Content
<h1 align="center">Crawl4AI RAG MCP Server</h1>
<p align="center">
<em>Web Crawling and RAG Capabilities for AI Agents and AI Coding Assistants</em>
</p>
A powerful implementation of the [Model Context Protocol (MCP)](https://modelcontextprotocol.io) integrated with [Crawl4AI](https://crawl4ai.com) and [Supabase](https://supabase.com/) for providing AI agents and AI coding assistants with advanced web crawling and RAG capabilities.
The primary goal is to bring this MCP server into [Archon](https://github.com/coleam00/Archon) as I evolve it to be more of a knowledge engine for AI coding assistants to build AI agents. This first version of the Crawl4AI/RAG MCP server will be improved upon greatly soon, especially making it more configurable so you can use different embedding models and run everything locally with Ollama.
## Overview
This MCP server provides tools that enable AI agents to crawl websites, store content in a vector database (Supabase), and perform RAG over the crawled content.
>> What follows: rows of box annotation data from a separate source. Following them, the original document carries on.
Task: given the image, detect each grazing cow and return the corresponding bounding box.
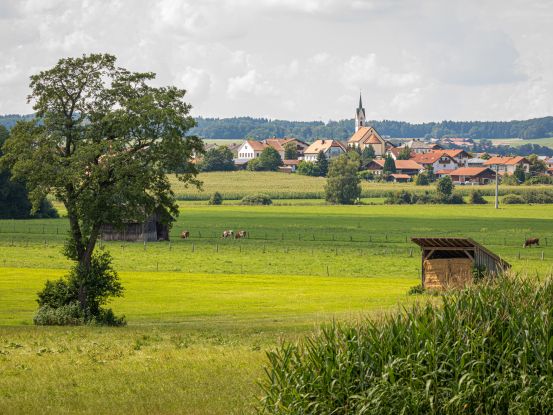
[522,238,540,248]
[235,231,248,239]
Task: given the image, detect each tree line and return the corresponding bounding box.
[4,115,553,141]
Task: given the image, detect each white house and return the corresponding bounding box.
[411,150,459,172]
[303,140,346,162]
[484,156,530,174]
[236,140,268,160]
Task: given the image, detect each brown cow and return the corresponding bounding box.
[522,238,540,248]
[234,231,248,239]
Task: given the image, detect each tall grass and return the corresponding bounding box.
[260,278,553,414]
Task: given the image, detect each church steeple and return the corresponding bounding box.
[355,92,365,132]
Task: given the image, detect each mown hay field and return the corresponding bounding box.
[169,171,551,200]
[0,202,553,414]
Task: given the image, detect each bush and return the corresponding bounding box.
[469,190,488,205]
[357,171,374,181]
[260,278,553,415]
[296,160,320,177]
[415,173,430,186]
[208,192,223,205]
[35,250,124,325]
[33,302,85,326]
[240,193,273,205]
[407,284,424,295]
[526,176,553,184]
[384,190,465,205]
[325,153,361,205]
[503,193,524,205]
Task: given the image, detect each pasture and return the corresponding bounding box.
[492,137,553,148]
[0,203,553,414]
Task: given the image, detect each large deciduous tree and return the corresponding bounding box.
[2,54,203,324]
[325,154,361,204]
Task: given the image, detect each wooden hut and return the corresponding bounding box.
[100,209,174,242]
[411,238,511,289]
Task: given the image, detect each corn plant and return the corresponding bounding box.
[259,277,553,415]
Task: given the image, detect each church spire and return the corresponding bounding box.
[355,91,365,131]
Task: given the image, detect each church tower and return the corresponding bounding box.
[355,92,365,132]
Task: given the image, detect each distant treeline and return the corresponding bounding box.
[192,117,553,141]
[0,115,553,141]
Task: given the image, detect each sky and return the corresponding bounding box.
[0,0,553,122]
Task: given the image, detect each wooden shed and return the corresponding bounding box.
[411,238,511,289]
[100,210,174,242]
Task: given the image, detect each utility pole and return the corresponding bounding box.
[495,164,499,209]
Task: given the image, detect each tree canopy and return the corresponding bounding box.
[248,147,282,171]
[200,146,234,171]
[325,154,361,205]
[1,54,203,324]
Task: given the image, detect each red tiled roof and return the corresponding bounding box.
[304,140,346,154]
[247,140,267,151]
[483,156,528,166]
[411,150,455,164]
[449,167,493,176]
[282,160,300,166]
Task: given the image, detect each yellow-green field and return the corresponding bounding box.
[170,171,551,200]
[0,203,553,414]
[492,137,553,148]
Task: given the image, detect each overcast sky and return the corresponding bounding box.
[0,0,553,121]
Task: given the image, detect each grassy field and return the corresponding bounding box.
[170,171,551,200]
[0,203,553,414]
[492,137,553,148]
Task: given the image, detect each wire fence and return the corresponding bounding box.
[0,221,553,247]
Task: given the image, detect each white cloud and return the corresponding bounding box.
[227,69,277,99]
[0,0,553,121]
[342,53,420,88]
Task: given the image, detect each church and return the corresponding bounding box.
[348,94,386,157]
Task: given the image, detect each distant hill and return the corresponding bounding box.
[192,117,553,141]
[4,114,553,141]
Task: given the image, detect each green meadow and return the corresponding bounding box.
[0,201,553,414]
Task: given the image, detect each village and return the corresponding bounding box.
[197,96,553,185]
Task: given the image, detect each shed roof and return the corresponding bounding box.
[411,237,511,268]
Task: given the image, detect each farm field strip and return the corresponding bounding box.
[169,171,551,201]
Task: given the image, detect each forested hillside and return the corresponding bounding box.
[193,117,553,141]
[4,115,553,141]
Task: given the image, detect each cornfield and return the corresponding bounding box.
[259,277,553,415]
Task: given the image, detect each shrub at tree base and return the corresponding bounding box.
[34,252,126,326]
[469,190,488,205]
[503,194,525,205]
[384,190,465,205]
[209,192,223,205]
[260,278,553,415]
[240,194,273,205]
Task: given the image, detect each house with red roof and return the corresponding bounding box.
[483,156,530,175]
[411,150,459,173]
[367,159,424,179]
[449,167,495,184]
[303,140,346,163]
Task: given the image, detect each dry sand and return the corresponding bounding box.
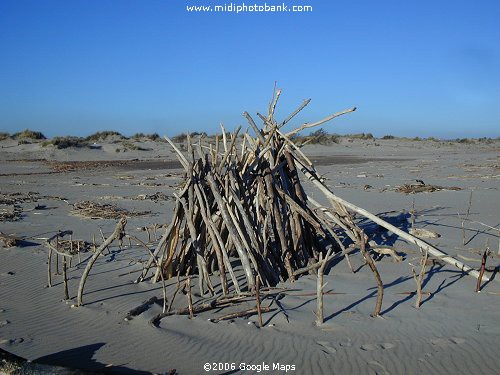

It follows the best practices for building MCP servers based on the [Mem0 MCP server template](https://github.com/coleam00/mcp-mem0/) I provided on my channel previously.
## Features
- **Smart URL Detection**: Automatically detects and handles different URL types (regular webpages, sitemaps, text files)
- **Recursive Crawling**: Follows internal links to discover content
- **Parallel Processing**: Efficiently crawls multiple pages simultaneously
- **Content Chunking**: Intelligently splits content by headers and size for better processing
- **Vector Search**: Performs RAG over crawled content, optionally filtering by data source for precision
- **Source Retrieval**: Retrieve sources available for filtering to guide the RAG process
## Tools
The server provides four essential web crawling and search tools:
1. **`crawl_single_page`**: Quickly crawl a single web page and store its content in the vector database
2. **`smart_crawl_url`**: Intelligently crawl a full website based on the type of URL provided (sitemap, llms-full.txt, or a regular webpage that needs to be crawled recursively)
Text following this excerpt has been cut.